It is necessary, therefore, to define a standard mechanism for re-encoding such data into a 7-bit short-line format. This document specifies that such encodings will be indicated by a new "Content-Transfer-Encoding" header field. The Content-Transfer-Encoding field is used to indicate the type of transformation that has been used in order to represent the body in an acceptable manner for transport.
Unlike Content-Types, a proliferation of Content-Transfer- Encoding values is undesirable and unnecessary. However, establishing only a single Content-Transfer-Encoding mechanism does not seem possible. There is a tradeoff between the desire for a compact and efficient encoding of largely-binary data and the desire for a readable encoding of data that is mostly, but not entirely, 7-bit data. For this reason, at least two encoding mechanisms are necessary: a "readable" encoding and a "dense" encoding.
The Content-Transfer-Encoding field is designed to specify an invertible mapping between the "native" representation of a type of data and a representation that can be readily exchanged using 7 bit mail transport protocols, such as those defined by RFC 821 (SMTP). This field has not been defined by any previous standard. The field's value is a single token specifying the type of encoding, as enumerated below. Formally:
Content-Transfer-Encoding := "BASE64" / "QUOTED-PRINTABLE" / "8BIT" / "7BIT" / "BINARY" / x-tokenThese values are not case sensitive. That is, Base64 and BASE64 and bAsE64 are all equivalent. An encoding type of 7BIT requires that the body is already in a seven-bit mail- ready representation. This is the default value -- that is, "Content-Transfer-Encoding: 7BIT" is assumed if the Content-Transfer-Encoding header field is not present.
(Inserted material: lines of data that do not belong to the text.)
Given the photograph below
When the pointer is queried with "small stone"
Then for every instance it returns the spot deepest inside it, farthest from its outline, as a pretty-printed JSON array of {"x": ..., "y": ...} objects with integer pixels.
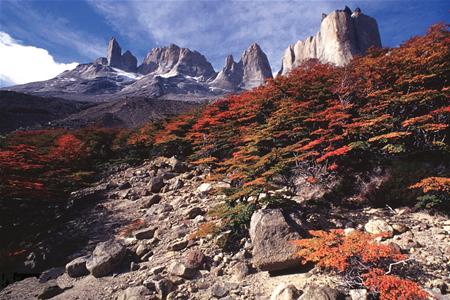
[
  {"x": 194, "y": 212},
  {"x": 77, "y": 267},
  {"x": 181, "y": 270},
  {"x": 142, "y": 249},
  {"x": 143, "y": 234},
  {"x": 134, "y": 266},
  {"x": 379, "y": 226},
  {"x": 178, "y": 245},
  {"x": 219, "y": 290},
  {"x": 240, "y": 270},
  {"x": 285, "y": 292},
  {"x": 358, "y": 294},
  {"x": 194, "y": 259},
  {"x": 147, "y": 202},
  {"x": 134, "y": 293},
  {"x": 156, "y": 184},
  {"x": 164, "y": 287},
  {"x": 399, "y": 228},
  {"x": 50, "y": 291},
  {"x": 204, "y": 188}
]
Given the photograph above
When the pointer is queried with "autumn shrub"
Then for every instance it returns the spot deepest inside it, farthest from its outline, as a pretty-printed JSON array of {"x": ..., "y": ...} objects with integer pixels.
[
  {"x": 361, "y": 261},
  {"x": 435, "y": 193}
]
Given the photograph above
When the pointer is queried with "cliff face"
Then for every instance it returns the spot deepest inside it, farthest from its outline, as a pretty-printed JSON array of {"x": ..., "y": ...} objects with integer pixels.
[
  {"x": 343, "y": 34},
  {"x": 173, "y": 60},
  {"x": 251, "y": 71}
]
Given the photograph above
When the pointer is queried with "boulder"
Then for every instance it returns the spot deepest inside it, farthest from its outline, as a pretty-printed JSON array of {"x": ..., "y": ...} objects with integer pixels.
[
  {"x": 313, "y": 292},
  {"x": 50, "y": 290},
  {"x": 181, "y": 270},
  {"x": 285, "y": 292},
  {"x": 106, "y": 256},
  {"x": 145, "y": 233},
  {"x": 77, "y": 267},
  {"x": 51, "y": 274},
  {"x": 193, "y": 212},
  {"x": 271, "y": 232},
  {"x": 134, "y": 293}
]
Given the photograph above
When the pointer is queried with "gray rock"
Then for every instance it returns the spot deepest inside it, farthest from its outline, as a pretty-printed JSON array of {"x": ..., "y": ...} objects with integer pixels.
[
  {"x": 77, "y": 267},
  {"x": 358, "y": 294},
  {"x": 219, "y": 290},
  {"x": 194, "y": 259},
  {"x": 156, "y": 184},
  {"x": 256, "y": 67},
  {"x": 376, "y": 226},
  {"x": 114, "y": 55},
  {"x": 251, "y": 71},
  {"x": 181, "y": 270},
  {"x": 148, "y": 201},
  {"x": 313, "y": 292},
  {"x": 164, "y": 287},
  {"x": 178, "y": 245},
  {"x": 342, "y": 35},
  {"x": 129, "y": 62},
  {"x": 134, "y": 293},
  {"x": 240, "y": 270},
  {"x": 142, "y": 249},
  {"x": 145, "y": 233},
  {"x": 106, "y": 256},
  {"x": 49, "y": 291},
  {"x": 271, "y": 234},
  {"x": 176, "y": 60},
  {"x": 193, "y": 212},
  {"x": 285, "y": 292}
]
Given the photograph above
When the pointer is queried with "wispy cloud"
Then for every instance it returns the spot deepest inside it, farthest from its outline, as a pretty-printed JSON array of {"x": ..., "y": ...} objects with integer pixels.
[
  {"x": 217, "y": 28},
  {"x": 49, "y": 30},
  {"x": 21, "y": 63}
]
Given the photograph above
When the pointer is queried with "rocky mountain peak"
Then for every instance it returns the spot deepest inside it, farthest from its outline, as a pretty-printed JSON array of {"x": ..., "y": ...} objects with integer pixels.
[
  {"x": 343, "y": 34},
  {"x": 252, "y": 70},
  {"x": 114, "y": 54},
  {"x": 174, "y": 60},
  {"x": 116, "y": 59},
  {"x": 256, "y": 67}
]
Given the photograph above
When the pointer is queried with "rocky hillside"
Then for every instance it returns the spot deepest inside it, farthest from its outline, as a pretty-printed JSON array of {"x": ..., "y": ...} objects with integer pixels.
[{"x": 327, "y": 183}]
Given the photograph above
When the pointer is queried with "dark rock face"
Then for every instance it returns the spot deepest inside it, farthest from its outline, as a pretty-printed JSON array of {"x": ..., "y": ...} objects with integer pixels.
[
  {"x": 77, "y": 267},
  {"x": 256, "y": 67},
  {"x": 270, "y": 232},
  {"x": 129, "y": 62},
  {"x": 173, "y": 60},
  {"x": 114, "y": 54},
  {"x": 343, "y": 34},
  {"x": 251, "y": 71},
  {"x": 106, "y": 256},
  {"x": 126, "y": 62}
]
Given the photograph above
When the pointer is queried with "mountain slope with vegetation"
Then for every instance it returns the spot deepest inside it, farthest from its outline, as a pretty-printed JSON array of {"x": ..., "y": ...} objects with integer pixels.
[{"x": 322, "y": 150}]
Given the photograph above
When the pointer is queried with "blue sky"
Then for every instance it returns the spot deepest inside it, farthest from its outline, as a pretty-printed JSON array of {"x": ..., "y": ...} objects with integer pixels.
[{"x": 75, "y": 31}]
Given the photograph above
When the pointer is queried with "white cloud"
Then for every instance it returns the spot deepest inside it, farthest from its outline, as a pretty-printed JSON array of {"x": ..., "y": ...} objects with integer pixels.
[{"x": 22, "y": 64}]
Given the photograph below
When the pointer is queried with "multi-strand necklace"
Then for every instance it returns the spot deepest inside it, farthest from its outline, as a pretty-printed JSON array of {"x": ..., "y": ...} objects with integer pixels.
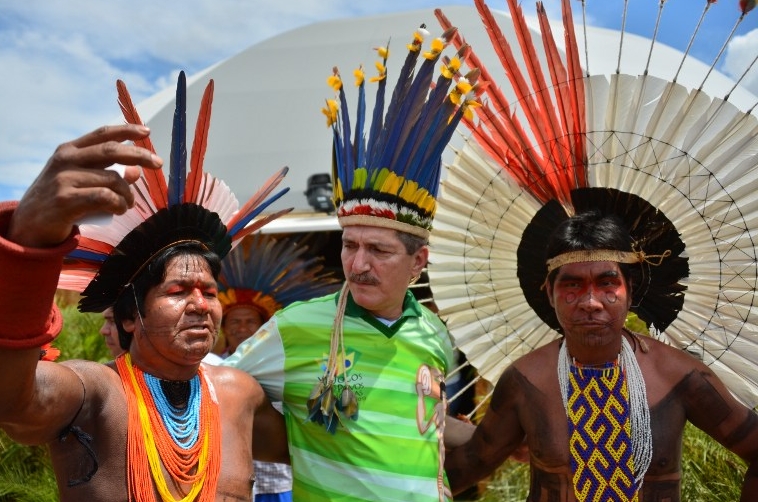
[
  {"x": 610, "y": 439},
  {"x": 179, "y": 435}
]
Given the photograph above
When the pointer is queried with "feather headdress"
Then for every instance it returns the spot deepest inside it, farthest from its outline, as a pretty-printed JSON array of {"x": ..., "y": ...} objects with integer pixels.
[
  {"x": 268, "y": 274},
  {"x": 677, "y": 165},
  {"x": 391, "y": 179},
  {"x": 191, "y": 206}
]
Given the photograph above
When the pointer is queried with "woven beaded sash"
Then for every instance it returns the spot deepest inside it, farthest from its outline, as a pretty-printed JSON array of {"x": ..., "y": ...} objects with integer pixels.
[{"x": 600, "y": 434}]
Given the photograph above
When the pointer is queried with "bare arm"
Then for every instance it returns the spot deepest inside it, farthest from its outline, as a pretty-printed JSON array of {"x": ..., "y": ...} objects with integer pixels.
[
  {"x": 494, "y": 439},
  {"x": 457, "y": 431},
  {"x": 38, "y": 399},
  {"x": 269, "y": 433}
]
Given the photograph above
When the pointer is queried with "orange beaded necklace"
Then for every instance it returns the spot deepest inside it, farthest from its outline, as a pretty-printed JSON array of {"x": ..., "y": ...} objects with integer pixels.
[{"x": 151, "y": 448}]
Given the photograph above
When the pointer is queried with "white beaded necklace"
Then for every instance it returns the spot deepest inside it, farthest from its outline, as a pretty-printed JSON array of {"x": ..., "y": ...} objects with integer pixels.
[{"x": 642, "y": 435}]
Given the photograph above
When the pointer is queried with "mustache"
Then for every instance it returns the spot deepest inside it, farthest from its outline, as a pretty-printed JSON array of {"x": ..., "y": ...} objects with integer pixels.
[{"x": 364, "y": 278}]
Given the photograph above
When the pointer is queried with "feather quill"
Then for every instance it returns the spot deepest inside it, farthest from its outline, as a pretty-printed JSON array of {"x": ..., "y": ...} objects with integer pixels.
[
  {"x": 199, "y": 145},
  {"x": 178, "y": 156},
  {"x": 155, "y": 180}
]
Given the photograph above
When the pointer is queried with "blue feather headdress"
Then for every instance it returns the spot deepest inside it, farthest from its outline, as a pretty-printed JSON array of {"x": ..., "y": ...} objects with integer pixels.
[
  {"x": 268, "y": 274},
  {"x": 391, "y": 179},
  {"x": 192, "y": 206}
]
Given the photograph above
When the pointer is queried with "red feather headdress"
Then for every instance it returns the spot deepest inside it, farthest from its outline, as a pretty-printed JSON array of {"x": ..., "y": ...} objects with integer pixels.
[{"x": 192, "y": 206}]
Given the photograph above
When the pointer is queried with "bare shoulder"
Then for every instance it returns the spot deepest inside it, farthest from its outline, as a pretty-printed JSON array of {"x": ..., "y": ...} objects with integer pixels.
[
  {"x": 96, "y": 377},
  {"x": 532, "y": 365},
  {"x": 665, "y": 358}
]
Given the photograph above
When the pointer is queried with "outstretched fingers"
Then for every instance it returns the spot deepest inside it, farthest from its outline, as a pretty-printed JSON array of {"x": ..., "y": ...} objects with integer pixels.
[{"x": 76, "y": 183}]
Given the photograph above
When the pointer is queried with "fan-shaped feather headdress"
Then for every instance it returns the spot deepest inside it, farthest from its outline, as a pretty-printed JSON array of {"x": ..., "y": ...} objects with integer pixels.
[
  {"x": 268, "y": 274},
  {"x": 192, "y": 206},
  {"x": 677, "y": 165},
  {"x": 391, "y": 179}
]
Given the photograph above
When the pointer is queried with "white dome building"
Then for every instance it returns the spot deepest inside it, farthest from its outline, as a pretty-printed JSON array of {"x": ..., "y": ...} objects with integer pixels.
[{"x": 267, "y": 99}]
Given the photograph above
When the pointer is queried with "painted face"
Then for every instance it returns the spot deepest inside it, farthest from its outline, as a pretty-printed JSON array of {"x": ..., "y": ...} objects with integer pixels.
[
  {"x": 110, "y": 333},
  {"x": 378, "y": 268},
  {"x": 182, "y": 314},
  {"x": 240, "y": 323},
  {"x": 591, "y": 301}
]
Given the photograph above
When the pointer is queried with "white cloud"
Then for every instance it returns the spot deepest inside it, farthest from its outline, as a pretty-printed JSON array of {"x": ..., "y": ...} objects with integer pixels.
[
  {"x": 61, "y": 59},
  {"x": 742, "y": 52}
]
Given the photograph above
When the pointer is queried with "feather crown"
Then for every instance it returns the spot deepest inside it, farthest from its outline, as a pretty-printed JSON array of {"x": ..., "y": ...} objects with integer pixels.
[
  {"x": 269, "y": 274},
  {"x": 548, "y": 157},
  {"x": 192, "y": 206},
  {"x": 391, "y": 179}
]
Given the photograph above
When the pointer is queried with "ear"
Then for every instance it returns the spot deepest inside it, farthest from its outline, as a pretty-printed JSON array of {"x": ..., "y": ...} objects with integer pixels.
[{"x": 420, "y": 260}]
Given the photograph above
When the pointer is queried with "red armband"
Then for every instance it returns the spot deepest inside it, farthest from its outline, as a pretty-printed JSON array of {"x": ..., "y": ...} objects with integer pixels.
[{"x": 28, "y": 281}]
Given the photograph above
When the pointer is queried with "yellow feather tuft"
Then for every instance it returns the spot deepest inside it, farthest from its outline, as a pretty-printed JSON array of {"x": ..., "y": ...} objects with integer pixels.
[
  {"x": 359, "y": 178},
  {"x": 359, "y": 75},
  {"x": 334, "y": 81},
  {"x": 331, "y": 112}
]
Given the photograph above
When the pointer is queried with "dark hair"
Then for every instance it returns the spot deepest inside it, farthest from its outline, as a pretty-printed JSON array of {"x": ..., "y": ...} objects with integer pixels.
[
  {"x": 132, "y": 298},
  {"x": 412, "y": 243},
  {"x": 591, "y": 230}
]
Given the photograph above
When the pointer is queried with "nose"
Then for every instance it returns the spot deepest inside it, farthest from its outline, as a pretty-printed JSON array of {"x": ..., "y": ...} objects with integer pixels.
[
  {"x": 361, "y": 261},
  {"x": 591, "y": 299},
  {"x": 198, "y": 301}
]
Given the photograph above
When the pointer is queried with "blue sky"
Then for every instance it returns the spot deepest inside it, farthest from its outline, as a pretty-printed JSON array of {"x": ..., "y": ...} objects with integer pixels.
[{"x": 61, "y": 59}]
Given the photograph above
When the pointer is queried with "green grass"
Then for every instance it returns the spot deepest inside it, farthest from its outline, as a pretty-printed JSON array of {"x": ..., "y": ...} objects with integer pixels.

The values "8bit", "7bit", and "binary" all imply that NO encoding has been performed. However, they are potentially useful as indications of the kind of data contained in the object, and therefore of the kind of encoding that might need to be performed for transmission in a given transport system. "7bit" means that the data is all represented as short lines of US-ASCII data. "8bit" means that the lines are short, but there may be non-ASCII characters (octets with the high-order bit set). "Binary" means that not only may non-ASCII characters be present, but also that the lines are not necessarily short enough for SMTP transport.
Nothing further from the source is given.